Baudrillard melihat perkembangan kehidupan modern itu telah menjebak kesadaran manusia dalam “kesadaran masyarakat konsumen”, yang di dalamnya perilaku manusia modern telah terdeterminasi oleh kemewahan produk-produk kapitalisme. Lebih lanjut Baudrillard (1988: 17) menjelaskan dorongan psikologis akan pentingnya konsumsi dalam sistem ekonomi kapitalis yang menghubungkan produksi dan konsumsi, individu merupakan efek langsung dari proses relasi produsen-konsumen, sehingga kesadaran individu konsumen terdeterminasi secara ekonomis oleh sang produsen. Sementara individu merupakan “pemenuh” kebutuhan belaka dari sistem produksi di bawah bayang-bayang ilusi (mimpi), dia telah terjebak pada “jerat” imajinasi modernisme yang terpresentasikan dalam kapitalisme yang menuntun konsumen pada kesadaran bahwa dia telah puas dengan cukup terpenuhi kebutuhan individunya tanpa melihat secara kritis “mengapa harus bersikap begitu”. Dalam kultur yang berada dalam ”jerat” imajinasi modernisme ini, imajinasi out of date dan kuno merupakan hal yang menakutkan, karena jika tidak bisa mengejar “kemajuan dan progresifitas” maka disebut tidak modern. Kesadaran inilah yang disebut Baudrillard sebagai exclusive of pleasure, yakni prakondisi psikologis yang mendorong untuk berbuat mengikuti trend-trend modernitas supaya mendapat predikat trendy.

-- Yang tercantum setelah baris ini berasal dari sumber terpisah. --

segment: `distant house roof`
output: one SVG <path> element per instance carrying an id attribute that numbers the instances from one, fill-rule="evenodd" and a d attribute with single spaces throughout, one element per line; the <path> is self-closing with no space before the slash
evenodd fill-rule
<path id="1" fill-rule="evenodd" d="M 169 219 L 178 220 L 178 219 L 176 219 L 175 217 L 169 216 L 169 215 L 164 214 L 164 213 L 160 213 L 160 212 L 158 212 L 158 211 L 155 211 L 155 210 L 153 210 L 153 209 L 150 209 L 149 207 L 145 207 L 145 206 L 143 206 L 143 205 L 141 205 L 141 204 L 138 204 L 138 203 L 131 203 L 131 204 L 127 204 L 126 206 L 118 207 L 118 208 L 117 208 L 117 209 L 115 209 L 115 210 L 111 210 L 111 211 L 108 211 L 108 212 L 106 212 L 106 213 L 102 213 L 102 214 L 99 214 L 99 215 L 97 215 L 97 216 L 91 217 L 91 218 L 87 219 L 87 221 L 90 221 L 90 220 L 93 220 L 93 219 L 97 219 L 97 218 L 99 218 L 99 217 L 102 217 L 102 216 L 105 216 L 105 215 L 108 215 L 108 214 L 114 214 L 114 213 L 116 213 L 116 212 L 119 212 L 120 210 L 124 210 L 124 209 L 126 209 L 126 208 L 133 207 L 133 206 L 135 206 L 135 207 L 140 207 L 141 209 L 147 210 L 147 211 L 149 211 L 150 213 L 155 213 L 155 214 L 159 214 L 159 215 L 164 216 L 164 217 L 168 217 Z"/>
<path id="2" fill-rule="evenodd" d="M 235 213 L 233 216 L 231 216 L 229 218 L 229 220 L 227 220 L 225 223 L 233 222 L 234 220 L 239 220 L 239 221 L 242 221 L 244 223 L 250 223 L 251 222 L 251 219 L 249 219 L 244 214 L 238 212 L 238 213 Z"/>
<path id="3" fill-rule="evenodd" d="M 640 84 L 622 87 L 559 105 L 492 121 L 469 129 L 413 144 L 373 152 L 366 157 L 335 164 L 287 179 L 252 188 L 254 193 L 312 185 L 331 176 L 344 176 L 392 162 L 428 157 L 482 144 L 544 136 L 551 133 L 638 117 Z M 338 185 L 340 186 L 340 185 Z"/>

Dari situ tampak bahwa televisi telah memperdaya manusia untuk masuk dalam realitas semunya yang kemudian membuat manusia menjadi konsumtif terhadap produk-produk kapitalis tanpa mengetahui fungsinya mengonsumsi barang tersebut. Inilah yang dimaksud pada kritik Marcuse dalam Habermas (1990:45), apa yang dinamakan Weber “rasionalisasi” merupakan suatu bentuk penyamaran terhadap kekuasaan-kekuasaan dan kepentingan-kepentingan politik yang ada di balik rasionalitas tersebut. Weber menyebutkan bahwa penciptaan teknologi merupakan tindakan rasionalitas-bertujuan, yang mana kemajuan ilmu dan teknik diciptakan untuk me-rasional-kan dan menjadikan modern masyarakat. Pada kenyataannya sistem kapitalis memberikan legitimasi dominasi ilmu dan teknologi demi tujuan dan kepentingan kelas-kelas tertentu. Dengan ilmu dan teknologi, kapitalis dapat menguasai manusia sebagai kekuatan produksi, maka kesadaran teknokratik (technocratic conciousness) menjadi ideologi, sikap hidup, dan cara berpikir baginya. Yang terjadi, manusia diarahkan dan diatur oleh dominasi ilmu dan teknologi yang diciptakaannya sendiri. Seperti dengan adanya televisi, para kapitalis dapat dengan mudah membuat para penontonnya untuk membeli suatu produk tertentu atau dengan cara membuat masyarakat terus mengikuti perkembangan televisi itu sendiri yang semakin canggih, sehingga para kapitalis akan dapat terus meraup keuntungan. Hal ini menunjukkan bahwa kegiatan praktik dari teknologi (technology practice) tidak bebas nilai, walaupun awalnya teknologi hanya berupa kumpulan elemen yang bebas nilai, namun karena kepentingan dan kekuasaan telah masuk ke dalam teknik itu sendiri sehingga teknik dapat menggambarkan kepentingan yang menguasainya dan tujuan yang ingin dicapainya.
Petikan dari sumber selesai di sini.